## Farey Sequence

The Farey sequence of order $n$, denoted by $F_n$, is the sequence of the irreducible fractions in the interval from 0 to 1, arranged in the ascending order of magnitude. These fractions are in the form $\frac{a}{b}$ where $\gcd(a,b)=1$ and $0 \leqslant a \leqslant b \leqslant n$.

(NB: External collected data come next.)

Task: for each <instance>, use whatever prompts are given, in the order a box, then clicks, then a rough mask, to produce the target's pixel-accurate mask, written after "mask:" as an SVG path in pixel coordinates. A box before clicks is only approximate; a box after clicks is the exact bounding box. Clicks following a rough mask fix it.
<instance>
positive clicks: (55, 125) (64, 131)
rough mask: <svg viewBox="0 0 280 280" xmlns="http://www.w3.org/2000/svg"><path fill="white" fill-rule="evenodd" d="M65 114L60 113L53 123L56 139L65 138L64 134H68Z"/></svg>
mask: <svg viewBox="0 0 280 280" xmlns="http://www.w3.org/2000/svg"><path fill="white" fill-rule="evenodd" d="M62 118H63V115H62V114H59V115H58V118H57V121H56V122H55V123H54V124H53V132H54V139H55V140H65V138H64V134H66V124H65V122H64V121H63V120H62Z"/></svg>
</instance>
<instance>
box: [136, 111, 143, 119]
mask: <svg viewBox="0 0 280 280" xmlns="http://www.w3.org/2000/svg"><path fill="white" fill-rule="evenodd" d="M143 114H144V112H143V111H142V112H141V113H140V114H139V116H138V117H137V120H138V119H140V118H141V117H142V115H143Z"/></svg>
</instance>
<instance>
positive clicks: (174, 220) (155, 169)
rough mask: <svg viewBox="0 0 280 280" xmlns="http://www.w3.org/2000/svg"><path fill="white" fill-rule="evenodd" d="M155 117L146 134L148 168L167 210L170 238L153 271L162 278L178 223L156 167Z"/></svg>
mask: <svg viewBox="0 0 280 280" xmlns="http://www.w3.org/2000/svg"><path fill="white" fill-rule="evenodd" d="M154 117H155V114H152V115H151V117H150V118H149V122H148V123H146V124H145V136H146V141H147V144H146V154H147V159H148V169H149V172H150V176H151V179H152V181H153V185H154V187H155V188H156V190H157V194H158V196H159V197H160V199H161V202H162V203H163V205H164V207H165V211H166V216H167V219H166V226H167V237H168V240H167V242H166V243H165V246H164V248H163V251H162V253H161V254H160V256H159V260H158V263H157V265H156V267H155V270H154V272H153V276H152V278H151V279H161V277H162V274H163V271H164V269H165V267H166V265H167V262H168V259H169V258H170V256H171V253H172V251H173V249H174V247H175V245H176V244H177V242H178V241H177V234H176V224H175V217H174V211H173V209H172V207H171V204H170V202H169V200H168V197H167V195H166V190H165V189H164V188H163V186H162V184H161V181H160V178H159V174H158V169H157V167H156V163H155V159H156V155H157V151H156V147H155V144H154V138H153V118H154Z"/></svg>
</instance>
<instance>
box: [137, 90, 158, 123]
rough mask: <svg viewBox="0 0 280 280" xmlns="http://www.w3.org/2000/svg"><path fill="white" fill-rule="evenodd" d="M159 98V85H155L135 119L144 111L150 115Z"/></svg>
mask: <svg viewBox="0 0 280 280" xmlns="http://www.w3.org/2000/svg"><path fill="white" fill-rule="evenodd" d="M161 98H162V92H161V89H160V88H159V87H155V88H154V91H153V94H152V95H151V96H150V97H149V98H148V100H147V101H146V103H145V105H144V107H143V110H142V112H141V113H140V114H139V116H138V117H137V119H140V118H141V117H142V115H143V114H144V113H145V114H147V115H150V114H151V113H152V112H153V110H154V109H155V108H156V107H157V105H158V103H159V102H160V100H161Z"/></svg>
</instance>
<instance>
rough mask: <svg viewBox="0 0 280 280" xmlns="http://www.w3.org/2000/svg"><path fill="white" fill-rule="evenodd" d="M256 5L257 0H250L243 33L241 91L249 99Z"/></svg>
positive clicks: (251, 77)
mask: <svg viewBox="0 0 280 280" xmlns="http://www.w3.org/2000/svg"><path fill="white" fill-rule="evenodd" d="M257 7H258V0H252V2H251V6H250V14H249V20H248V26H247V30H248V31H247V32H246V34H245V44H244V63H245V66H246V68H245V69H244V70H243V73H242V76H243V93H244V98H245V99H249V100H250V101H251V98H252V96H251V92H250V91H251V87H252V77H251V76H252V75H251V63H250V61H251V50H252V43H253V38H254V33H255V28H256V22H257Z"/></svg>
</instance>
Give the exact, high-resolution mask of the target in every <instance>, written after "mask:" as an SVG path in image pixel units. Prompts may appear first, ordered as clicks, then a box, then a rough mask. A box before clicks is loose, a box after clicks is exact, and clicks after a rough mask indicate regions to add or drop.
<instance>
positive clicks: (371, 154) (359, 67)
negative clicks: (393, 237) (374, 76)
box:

Here are some examples of Farey sequence: \[ \begin{array}{lll} F_1 & = & \left\{\frac{0}{1}, \frac{1}{1}\right\} \\ F_2 & = & \left\{\frac{0}{1}, \frac{1}{2}, \frac{1}{1}\right\} \\ F_3 & = & \left\{\frac{0}{1}, \frac{1}{3}, \frac{1}{2}, \frac{2}{3}, \frac{1}{1}\right\} \\ F_4 & = & \left\{\frac{0}{1}, \frac{1}{4}, \frac{1}{3}, \frac{1}{2}, \frac{2}{3}, \frac{3}{4}, \frac{1}{1}\right\} \end{array} \] The length of the sequence of order $n$, $|F_n|$, is the number of fractions in $F_n$. From the examples above we have $|F_1|=2$, $|F_2|=3$, $|F_3|=5$, and $|F_4|=7$. Generally, the total number of fractions in $F_n$ is calculated from the formula \[ |F_n| = 1 + \sum_{k=1}^n \phi(k) \] where $\phi$ is the Euler totient functions.

This application calculates the Farey sequence $F_n$ and the number of fractions in $F_n$ if $n$ is less than or equal 50. If $n$ is greater than 50 up to $10^{10}$, it calculates only the total number of fractions.